I wouldn’t go so far as to suggest that the Rapha Roadmap authors haven’t considered the damage they’d be doing to RideLondon’s funding model by all but killing the sportive. I’d actually say they’re fully aware of the damage they’d be doing. And simply don’t care.

We have actually seen a version of this manifesto before, back in the days of the Gifted Group’s World Series Cycling project and the attempts to form a breakaway league, with or without the UCI’s backing. And that, a breakaway league, is more or less what the Rapha Roadmap is proposing: a restructuring of cycling so that the sport can be sold to the private equity firm with the deepest pockets, lock, stock and barrel. What the Rapha Roadmap is asking for is that “organising rights for a revised World Tour (One Day and Grand Tour series) be licensed as a whole to a single organiser or a consortium of organisers. In a bid to introduce much needed stability, efficiency and uniformity in the organisation, format and presentation of professional bike racing, the sport could seek to award organising licenses for a whole series of events to a single organiser.”
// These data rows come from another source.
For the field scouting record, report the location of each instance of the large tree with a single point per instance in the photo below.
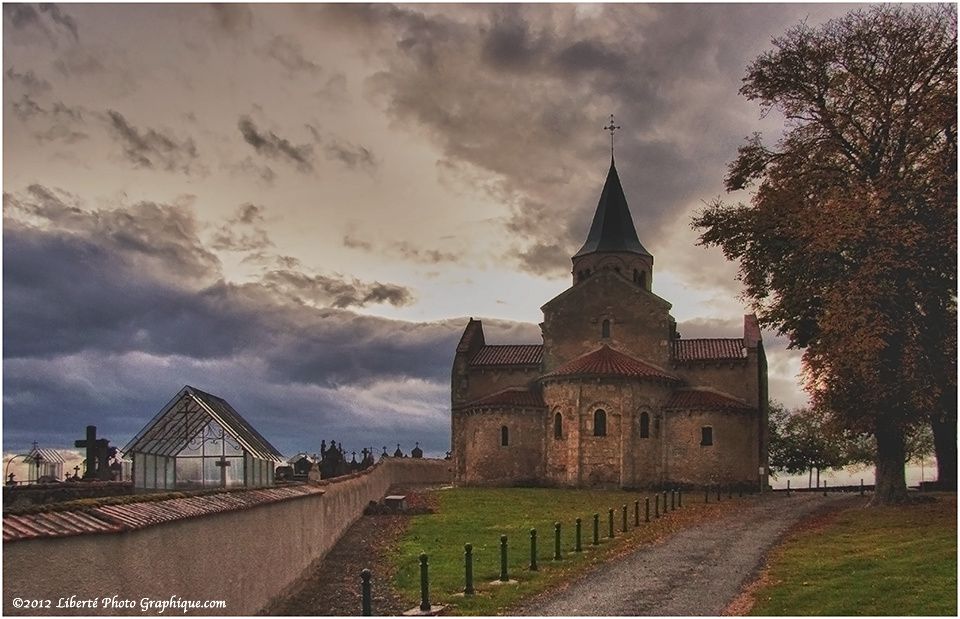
(848, 245)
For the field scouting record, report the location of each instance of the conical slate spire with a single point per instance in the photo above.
(612, 228)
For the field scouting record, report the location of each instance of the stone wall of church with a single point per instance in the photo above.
(620, 457)
(483, 460)
(484, 382)
(739, 379)
(639, 321)
(731, 459)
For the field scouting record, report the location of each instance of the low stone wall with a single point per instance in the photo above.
(244, 558)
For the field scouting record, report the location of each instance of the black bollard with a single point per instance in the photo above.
(579, 546)
(533, 550)
(366, 607)
(468, 568)
(503, 559)
(424, 583)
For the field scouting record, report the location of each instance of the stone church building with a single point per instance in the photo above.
(614, 396)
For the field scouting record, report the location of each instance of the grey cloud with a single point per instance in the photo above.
(233, 19)
(154, 149)
(335, 292)
(290, 56)
(271, 145)
(29, 81)
(244, 231)
(47, 18)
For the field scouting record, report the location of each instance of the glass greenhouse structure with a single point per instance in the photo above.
(200, 441)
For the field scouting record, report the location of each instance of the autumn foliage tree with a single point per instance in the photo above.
(848, 245)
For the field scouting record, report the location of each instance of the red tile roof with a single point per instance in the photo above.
(514, 396)
(709, 349)
(696, 399)
(117, 518)
(509, 354)
(606, 361)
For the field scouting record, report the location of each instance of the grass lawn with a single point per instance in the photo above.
(867, 561)
(480, 515)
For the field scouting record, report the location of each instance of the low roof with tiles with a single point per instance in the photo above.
(606, 361)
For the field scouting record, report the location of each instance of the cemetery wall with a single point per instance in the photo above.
(245, 558)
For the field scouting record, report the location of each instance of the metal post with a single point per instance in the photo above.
(503, 559)
(365, 604)
(424, 583)
(468, 568)
(533, 550)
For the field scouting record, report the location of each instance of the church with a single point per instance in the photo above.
(614, 396)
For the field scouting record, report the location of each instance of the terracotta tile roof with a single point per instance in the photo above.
(117, 518)
(709, 349)
(606, 361)
(509, 354)
(514, 396)
(704, 400)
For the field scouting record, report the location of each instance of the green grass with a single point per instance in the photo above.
(868, 561)
(480, 515)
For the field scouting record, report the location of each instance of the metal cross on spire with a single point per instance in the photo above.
(611, 128)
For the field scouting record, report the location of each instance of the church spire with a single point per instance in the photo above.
(612, 229)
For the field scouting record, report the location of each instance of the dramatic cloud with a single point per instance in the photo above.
(244, 231)
(290, 56)
(272, 146)
(154, 149)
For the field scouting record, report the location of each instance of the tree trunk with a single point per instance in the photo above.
(891, 483)
(945, 440)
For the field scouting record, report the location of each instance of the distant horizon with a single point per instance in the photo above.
(297, 207)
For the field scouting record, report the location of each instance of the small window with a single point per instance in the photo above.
(706, 435)
(600, 423)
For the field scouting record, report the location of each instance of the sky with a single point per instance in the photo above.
(298, 207)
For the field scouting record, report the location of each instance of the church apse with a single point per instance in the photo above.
(613, 396)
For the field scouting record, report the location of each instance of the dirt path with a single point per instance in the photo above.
(698, 571)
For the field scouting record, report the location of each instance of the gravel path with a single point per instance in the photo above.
(698, 571)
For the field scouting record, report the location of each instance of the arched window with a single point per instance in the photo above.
(706, 435)
(600, 422)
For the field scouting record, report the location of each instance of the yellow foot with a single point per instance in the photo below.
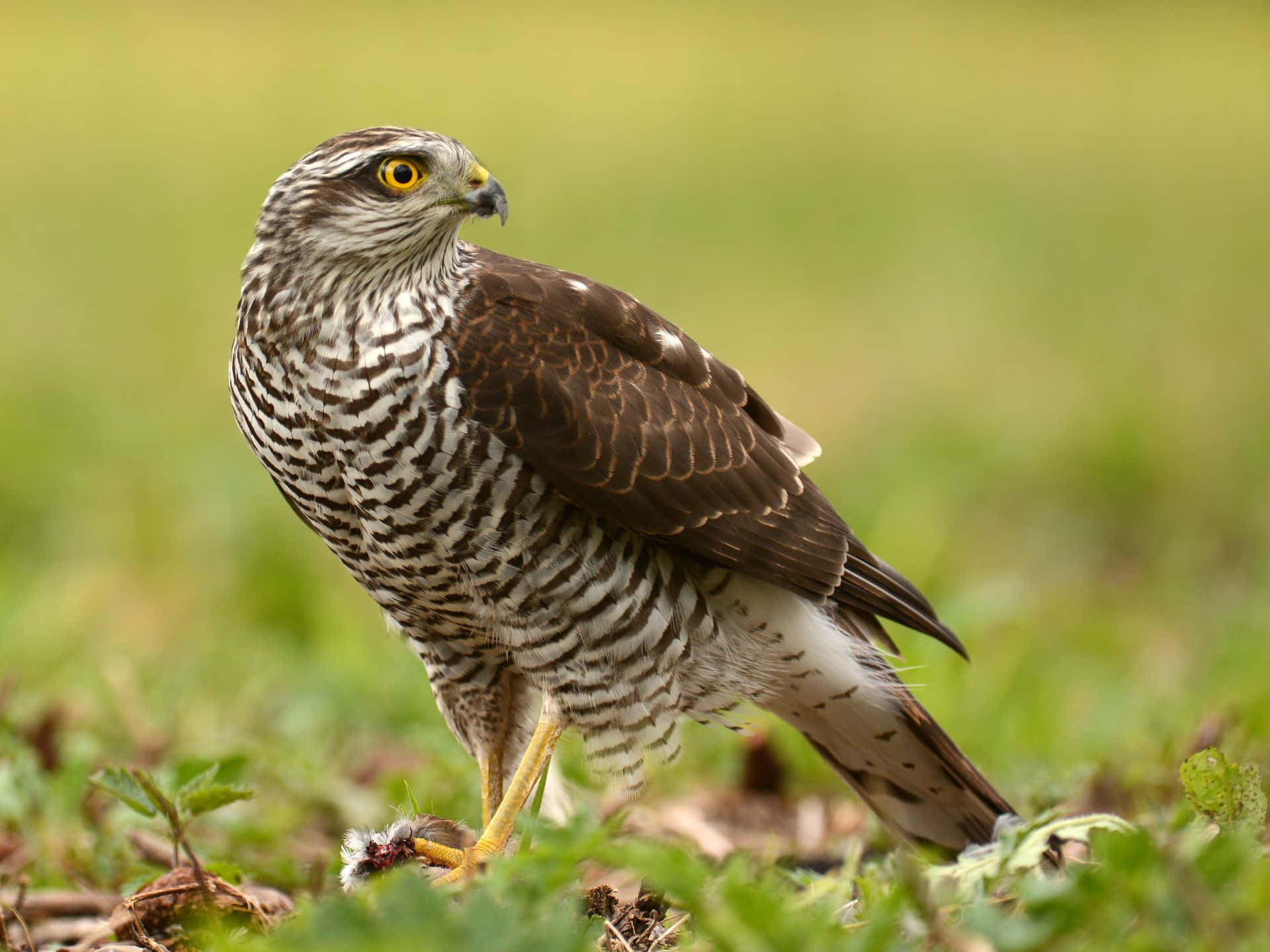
(461, 863)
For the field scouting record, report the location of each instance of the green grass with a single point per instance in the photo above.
(1006, 262)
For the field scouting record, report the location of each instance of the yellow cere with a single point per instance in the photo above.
(402, 175)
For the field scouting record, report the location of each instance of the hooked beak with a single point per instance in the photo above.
(487, 197)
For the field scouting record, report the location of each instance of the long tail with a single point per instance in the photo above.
(845, 698)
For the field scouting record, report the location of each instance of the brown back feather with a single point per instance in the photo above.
(625, 415)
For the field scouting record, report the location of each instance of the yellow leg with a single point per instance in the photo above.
(491, 785)
(498, 830)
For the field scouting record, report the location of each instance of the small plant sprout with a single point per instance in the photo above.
(198, 789)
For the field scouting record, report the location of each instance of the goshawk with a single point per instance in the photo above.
(575, 514)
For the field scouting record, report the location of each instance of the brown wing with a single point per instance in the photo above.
(625, 415)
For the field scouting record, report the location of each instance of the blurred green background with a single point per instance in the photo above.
(1010, 263)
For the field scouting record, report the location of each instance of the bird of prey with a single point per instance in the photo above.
(575, 514)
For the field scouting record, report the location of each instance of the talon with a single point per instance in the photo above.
(440, 855)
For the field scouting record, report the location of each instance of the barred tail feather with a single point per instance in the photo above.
(845, 698)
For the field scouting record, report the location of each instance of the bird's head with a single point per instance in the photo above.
(385, 196)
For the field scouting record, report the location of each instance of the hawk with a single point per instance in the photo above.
(577, 516)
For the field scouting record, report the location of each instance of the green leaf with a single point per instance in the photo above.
(161, 801)
(212, 796)
(124, 787)
(409, 795)
(1222, 791)
(198, 779)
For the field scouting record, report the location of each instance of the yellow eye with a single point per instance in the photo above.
(402, 175)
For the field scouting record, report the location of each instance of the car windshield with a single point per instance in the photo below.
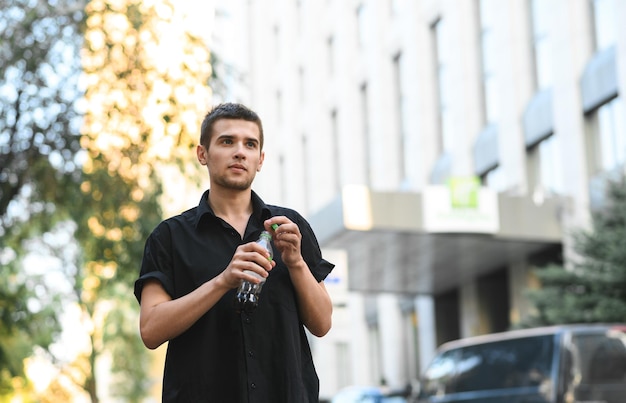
(503, 364)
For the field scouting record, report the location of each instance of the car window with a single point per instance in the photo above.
(505, 364)
(601, 358)
(438, 377)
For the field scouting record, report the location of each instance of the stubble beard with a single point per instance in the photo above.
(227, 183)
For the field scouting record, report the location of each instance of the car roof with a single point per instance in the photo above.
(530, 332)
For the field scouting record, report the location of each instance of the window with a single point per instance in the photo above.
(608, 136)
(344, 367)
(439, 33)
(439, 376)
(541, 20)
(402, 114)
(306, 170)
(330, 50)
(396, 6)
(545, 173)
(488, 53)
(334, 127)
(276, 34)
(361, 23)
(366, 132)
(601, 357)
(604, 30)
(505, 364)
(301, 85)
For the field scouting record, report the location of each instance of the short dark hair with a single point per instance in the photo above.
(228, 111)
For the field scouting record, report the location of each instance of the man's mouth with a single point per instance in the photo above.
(238, 167)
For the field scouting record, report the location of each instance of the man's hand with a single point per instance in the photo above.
(247, 257)
(287, 239)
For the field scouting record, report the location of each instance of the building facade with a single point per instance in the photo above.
(381, 114)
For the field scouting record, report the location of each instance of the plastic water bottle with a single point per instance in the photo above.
(247, 297)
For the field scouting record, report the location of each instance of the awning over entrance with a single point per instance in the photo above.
(394, 244)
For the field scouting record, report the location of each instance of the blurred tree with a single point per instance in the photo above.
(146, 76)
(144, 73)
(593, 289)
(39, 146)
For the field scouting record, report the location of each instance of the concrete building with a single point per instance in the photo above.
(379, 116)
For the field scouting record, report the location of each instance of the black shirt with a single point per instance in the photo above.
(225, 356)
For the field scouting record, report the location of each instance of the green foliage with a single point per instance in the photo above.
(593, 289)
(38, 145)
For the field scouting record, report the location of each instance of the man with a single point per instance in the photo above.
(194, 262)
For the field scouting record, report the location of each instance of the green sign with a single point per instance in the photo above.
(464, 192)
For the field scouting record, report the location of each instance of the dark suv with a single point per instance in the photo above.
(560, 364)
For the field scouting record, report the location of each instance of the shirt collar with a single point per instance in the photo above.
(260, 210)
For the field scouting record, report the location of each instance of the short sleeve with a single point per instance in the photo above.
(157, 261)
(311, 251)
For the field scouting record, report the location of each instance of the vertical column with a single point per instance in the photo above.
(425, 308)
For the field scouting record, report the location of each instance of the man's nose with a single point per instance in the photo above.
(239, 151)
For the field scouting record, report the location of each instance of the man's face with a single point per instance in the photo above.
(234, 154)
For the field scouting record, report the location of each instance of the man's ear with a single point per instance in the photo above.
(201, 152)
(258, 169)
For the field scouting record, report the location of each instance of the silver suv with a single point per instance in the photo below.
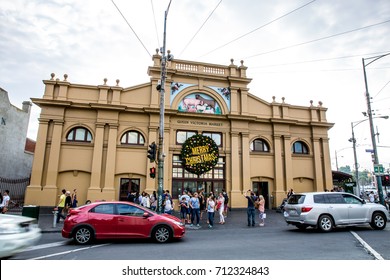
(326, 210)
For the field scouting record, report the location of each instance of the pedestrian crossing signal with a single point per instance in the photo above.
(152, 172)
(152, 152)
Essentially, everything is for sale to the highest bidder. Because the business of cycling isn’t cycling. The business of cycling is making money. That that is the way a company like Rapha sees the sport – not as a sport, but as a profit centre – tells you all you really need to know about the Rapha Roadmap. It’s also all you need to know about Rapha.

Like each of its antecedents, from Vaughters and his failed 10-point plan to the Gifted Group’s aborted attempt to take the sport over, the Rapha Roadmap is doomed to be a waste of everyone’s time and energy for a very simple reason: it hasn’t considered what cycling’s stakeholders really want. But that’s what you get when you ask a couple of dozen of your mates for their take on the situation.